日外会誌. 123(3): 279-282, 2022
手術のtips and pitfalls
基本となる手術手技,サイジング,断端形成,末梢吻合法
綾瀬循環器病院 心臓血管外科 山﨑 琢磨 |
キーワード
Frozen elephant trunk, Total arch replacement, Acute aortic dissection, Spinal cord injury, Aortic balloon occlusion
I.はじめに
急性A型大動脈解離の最も一般的に行われている手術は救命目的の上行大動脈置換術である.しかしこのアプローチ法では弓部大動脈以遠の遺残解離により再手術が必要となる可能性が残される.一方遠位測吻合より末梢にステントグラフトを留置するFrozen elephant trunk(FET:J Graft FROZENIX, Lifeline, Tokyo)を用いたtotal arch replacement(TAR)は遠位側の解離性大動脈瘤の拡張を防ぎ,良好なリモデリングを期待できるため,特に若年者では積極的に選択すべき手術法と考えられる.ただし,TAR-FETは脊髄障害の発症リスク上昇と関係があるとの報告が散見されるため,適応は慎重にならざるを得ない.以前の研究では脊髄障害は循環停止時間との正の相関がある1)と報告されており,著者は脊髄虚血時間をできるだけ短くすることが重要な脊髄障害予防の方法と考え,その手術戦略を提唱してきた2).また,上行置換と比較してFETが不利であることとして,stent graft induced new entry(SINE)の問題や拡大手術ゆえの術後出血などが考えられる.それらを踏まえてTAR-FETには様々な手術手技の工夫が必要である.

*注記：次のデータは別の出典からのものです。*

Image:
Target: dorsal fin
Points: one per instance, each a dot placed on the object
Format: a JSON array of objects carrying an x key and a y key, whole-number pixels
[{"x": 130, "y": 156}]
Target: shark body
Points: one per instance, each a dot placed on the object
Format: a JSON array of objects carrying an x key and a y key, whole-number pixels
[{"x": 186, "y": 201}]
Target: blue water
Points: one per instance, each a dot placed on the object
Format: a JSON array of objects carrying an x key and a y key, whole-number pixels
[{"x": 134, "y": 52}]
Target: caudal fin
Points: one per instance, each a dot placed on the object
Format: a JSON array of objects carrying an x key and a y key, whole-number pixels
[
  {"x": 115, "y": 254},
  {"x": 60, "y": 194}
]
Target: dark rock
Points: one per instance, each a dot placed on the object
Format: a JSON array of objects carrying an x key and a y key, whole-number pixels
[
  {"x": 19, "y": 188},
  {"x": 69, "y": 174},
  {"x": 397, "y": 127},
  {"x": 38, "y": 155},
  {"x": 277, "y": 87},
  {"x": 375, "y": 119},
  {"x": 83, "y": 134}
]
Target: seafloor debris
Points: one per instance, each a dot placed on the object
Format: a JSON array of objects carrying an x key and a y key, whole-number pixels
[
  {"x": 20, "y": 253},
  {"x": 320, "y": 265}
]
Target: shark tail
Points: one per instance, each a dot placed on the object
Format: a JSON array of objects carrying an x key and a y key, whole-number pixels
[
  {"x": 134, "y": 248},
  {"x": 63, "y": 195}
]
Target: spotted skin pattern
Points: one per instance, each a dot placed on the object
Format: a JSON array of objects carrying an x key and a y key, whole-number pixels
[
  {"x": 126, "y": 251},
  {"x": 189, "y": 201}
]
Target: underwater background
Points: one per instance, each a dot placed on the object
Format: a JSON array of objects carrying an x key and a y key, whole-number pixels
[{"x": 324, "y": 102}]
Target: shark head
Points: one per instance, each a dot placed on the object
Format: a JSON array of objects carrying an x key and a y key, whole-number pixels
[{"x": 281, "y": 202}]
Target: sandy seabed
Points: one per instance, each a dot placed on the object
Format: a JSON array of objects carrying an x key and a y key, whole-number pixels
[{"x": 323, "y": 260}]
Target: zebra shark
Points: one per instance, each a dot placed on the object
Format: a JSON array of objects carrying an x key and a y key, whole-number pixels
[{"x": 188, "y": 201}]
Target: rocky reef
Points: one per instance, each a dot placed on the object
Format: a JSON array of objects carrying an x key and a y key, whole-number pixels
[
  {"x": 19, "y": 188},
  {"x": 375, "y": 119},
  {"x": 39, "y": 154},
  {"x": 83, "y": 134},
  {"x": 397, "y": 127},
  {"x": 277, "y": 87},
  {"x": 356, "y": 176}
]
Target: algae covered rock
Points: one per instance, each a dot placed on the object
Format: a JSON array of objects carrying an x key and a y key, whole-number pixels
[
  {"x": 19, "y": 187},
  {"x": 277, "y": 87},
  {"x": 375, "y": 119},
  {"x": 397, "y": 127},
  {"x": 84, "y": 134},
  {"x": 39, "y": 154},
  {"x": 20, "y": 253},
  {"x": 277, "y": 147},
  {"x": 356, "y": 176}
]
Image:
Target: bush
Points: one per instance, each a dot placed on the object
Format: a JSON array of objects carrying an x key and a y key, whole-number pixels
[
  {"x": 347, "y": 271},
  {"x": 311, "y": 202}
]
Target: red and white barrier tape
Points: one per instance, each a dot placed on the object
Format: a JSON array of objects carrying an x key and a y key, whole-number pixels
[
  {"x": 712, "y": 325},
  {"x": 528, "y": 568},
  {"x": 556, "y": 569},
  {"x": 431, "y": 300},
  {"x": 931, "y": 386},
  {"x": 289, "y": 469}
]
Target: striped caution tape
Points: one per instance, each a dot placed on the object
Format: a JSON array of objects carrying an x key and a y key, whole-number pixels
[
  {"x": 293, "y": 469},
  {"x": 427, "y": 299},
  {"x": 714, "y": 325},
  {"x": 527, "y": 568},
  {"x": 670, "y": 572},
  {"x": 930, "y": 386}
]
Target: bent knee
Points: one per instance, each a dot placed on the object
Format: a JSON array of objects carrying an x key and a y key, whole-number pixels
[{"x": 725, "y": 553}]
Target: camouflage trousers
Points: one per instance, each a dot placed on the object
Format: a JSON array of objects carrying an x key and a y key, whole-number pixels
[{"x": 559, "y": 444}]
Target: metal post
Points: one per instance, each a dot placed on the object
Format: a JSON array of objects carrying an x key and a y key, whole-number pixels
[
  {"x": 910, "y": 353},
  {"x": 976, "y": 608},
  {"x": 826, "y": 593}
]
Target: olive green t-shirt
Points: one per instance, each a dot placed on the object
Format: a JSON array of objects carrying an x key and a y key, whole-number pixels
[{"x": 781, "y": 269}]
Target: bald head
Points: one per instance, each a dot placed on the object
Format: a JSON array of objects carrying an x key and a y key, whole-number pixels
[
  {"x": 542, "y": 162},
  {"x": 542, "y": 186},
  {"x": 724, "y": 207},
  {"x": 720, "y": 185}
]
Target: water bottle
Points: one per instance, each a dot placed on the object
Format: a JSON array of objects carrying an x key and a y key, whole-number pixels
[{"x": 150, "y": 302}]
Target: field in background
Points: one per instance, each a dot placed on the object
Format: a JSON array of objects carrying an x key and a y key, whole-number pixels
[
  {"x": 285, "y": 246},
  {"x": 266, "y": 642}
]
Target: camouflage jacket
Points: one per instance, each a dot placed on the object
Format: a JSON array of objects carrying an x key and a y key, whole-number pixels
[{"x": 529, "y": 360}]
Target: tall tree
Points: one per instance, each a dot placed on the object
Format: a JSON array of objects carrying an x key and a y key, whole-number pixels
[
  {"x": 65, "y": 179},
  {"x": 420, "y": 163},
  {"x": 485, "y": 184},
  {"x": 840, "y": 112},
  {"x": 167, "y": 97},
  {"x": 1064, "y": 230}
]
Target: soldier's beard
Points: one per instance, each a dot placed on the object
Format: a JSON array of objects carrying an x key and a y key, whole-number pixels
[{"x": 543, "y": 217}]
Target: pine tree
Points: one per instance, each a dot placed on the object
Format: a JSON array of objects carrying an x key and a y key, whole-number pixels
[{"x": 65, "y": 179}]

手術のポイントは,① 左鎖骨下動脈を介した動脈灌流を維持すること.② FET留置後に大動脈閉塞バルーン(TMPロックバルーンカテーテル,Tokai Medical Products社,Aichi)を使用して逆行性下半身送血を行うこと(Aortic balloon occlusion technique).③ 経食道心エコーガイド下にFETを展開し塞栓因子となるデブリスを逆行性にフラッシュアウトすること.④ サイザーで真腔径を実測しジャストサイズ+1~2mmまでのFET径を選択すること.⑤ Th8を超えないレベルで,下行大動脈のストレートゾーンにパラレルにFETが留置されるように十分な長さのデバイスを選択すること.⑥ 吻合部出血を予防するために断端形成と遠位側吻合に工夫をすることなどが挙げられる.
最近では術式をよりシンプルにすべくFenestrated Open Stent Technique(ステントグラフトの人工血管を一部開窓し,分枝への灌流を確保する方法)を用いて頸部分枝再建の簡略化を行っている3)が,involving aneurysm typeやエントリーが頸部分枝周囲に存在する急性A型大動脈解離では,開窓部分からのエンドリーク等により偽腔血流が残存する可能性がある.そのため術前のCTでその可能性が高いと判断した場合は,左鎖骨下動脈を起始部で結紮し非解剖学的に再建する従来通りの術式が適していることもある.しかしいずれの術式を選択するにしても,合併症を予防するための基本的手術手技のポイントは同じであると考えられる.このAortic balloon occlusion techniqueを用いて著者が経験した急性A型大動脈解離に対するTAR-FET70例のうち,術後脊髄障害は1例も認めていないため,その基本的手術手技について解説する.